Guess it all depends on where you work, and how you want to be known in the business.  Around here the going price is about the same as yours and they want 30-35 pictures.  Sure they can do them with their cell phone, and the look like crap.  When I do them, bare rooms or staged rooms, I know my pictures are going to be clean, sharp and lines will be straight.


----------



## Overread

From what I've seen real estate varies from a staff member sent out with a point and shoot and then has a market gap and then jumps up to a pro with lighting gear and all the tricks of the trade - with less in the middle. Which is surprising considering how much estate agents charge to sell a house



unpopular said:


> 407370 said:
> 
> 
> 
> What I was getting at is that it cannot be done in camera?
> 
> 
> 
> 
> Not easily. OP could have placed an ND over the windows and/or lit the interior separately. I would have taken two exposures...
Click to expand...


To do this in camera chances are the only way would have been just the right time of day to soften the outside light and then back that up with several flash units with diffusers indoors. It can be done; but would be expensive, time consuming, more complicated and also likely very limited on the hours of the day when it would be viable to shoot. 

HDR makes fantastic sense in this situation; a handful of shots and then a little bit of time (comparatively speaking) in editing and you're done. You can do it almost whenever; in much more varied lighting for a fraction of the overall equipment investment and for a lot less time (esp a lot less time at site).


----------



## pixmedic

pics look good to me. 
hell, makes me want to buy that house.


----------



## 407370

I went looking for listings of multi million pound houses just to see the pics and none of them looked any better than the OP posted, actually several of them looked significantly worse.
Does the market for top class Real Estate photography actually exist?


----------



## Parker219

407370 said:


> I went looking for listings of multi million pound houses just to see the pics and none of them looked any better than the OP posted, actually several of them looked significantly worse.
> Does the market for top class Real Estate photography actually exist?




I have friends in the industry that charge  $400 for 25 Real Estate photos. In an area with a population around 500,000 people they get 2 assignments a week. 

For residential real estate, $400 is the maximum I have seen photographers charge and still get work. 

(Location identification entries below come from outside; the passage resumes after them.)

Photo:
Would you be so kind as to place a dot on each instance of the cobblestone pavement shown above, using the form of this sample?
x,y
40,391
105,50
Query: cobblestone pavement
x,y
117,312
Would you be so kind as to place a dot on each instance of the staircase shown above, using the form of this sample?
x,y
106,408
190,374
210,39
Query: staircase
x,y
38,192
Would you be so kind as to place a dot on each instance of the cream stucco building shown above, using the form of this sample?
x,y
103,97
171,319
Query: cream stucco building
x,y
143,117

I guess 2 a week is at least enough to pay the bare minimum of most peoples monthly bills, plus they have plenty of time to do other things.


----------



## oxo

I use Photoshop a lot, all i did was make a pen tool selection of the windows and drop the green and blue channels slightly in the curves tool, for me this gives a better balance to the image and also lends itself to a better depth of light and shade.
I could have gone further and lowered the floor sheen some but as this is just to show my take on the image in a quick format i didn't


----------



## Watchful

The thing about real estate photos is: no one ever buys a house based on photos, it just doesn't happen. They read the number and type of rooms, look at a picture to see it isn't gutted and set an appointment to go look at it if it fits their needs.
Agents know this and will pay 1.35- 1.75 each for 3 or 4 dozen 3 fold glossy 2 sided pamphlets at most. I used to make and sell the pamphlets to them.


----------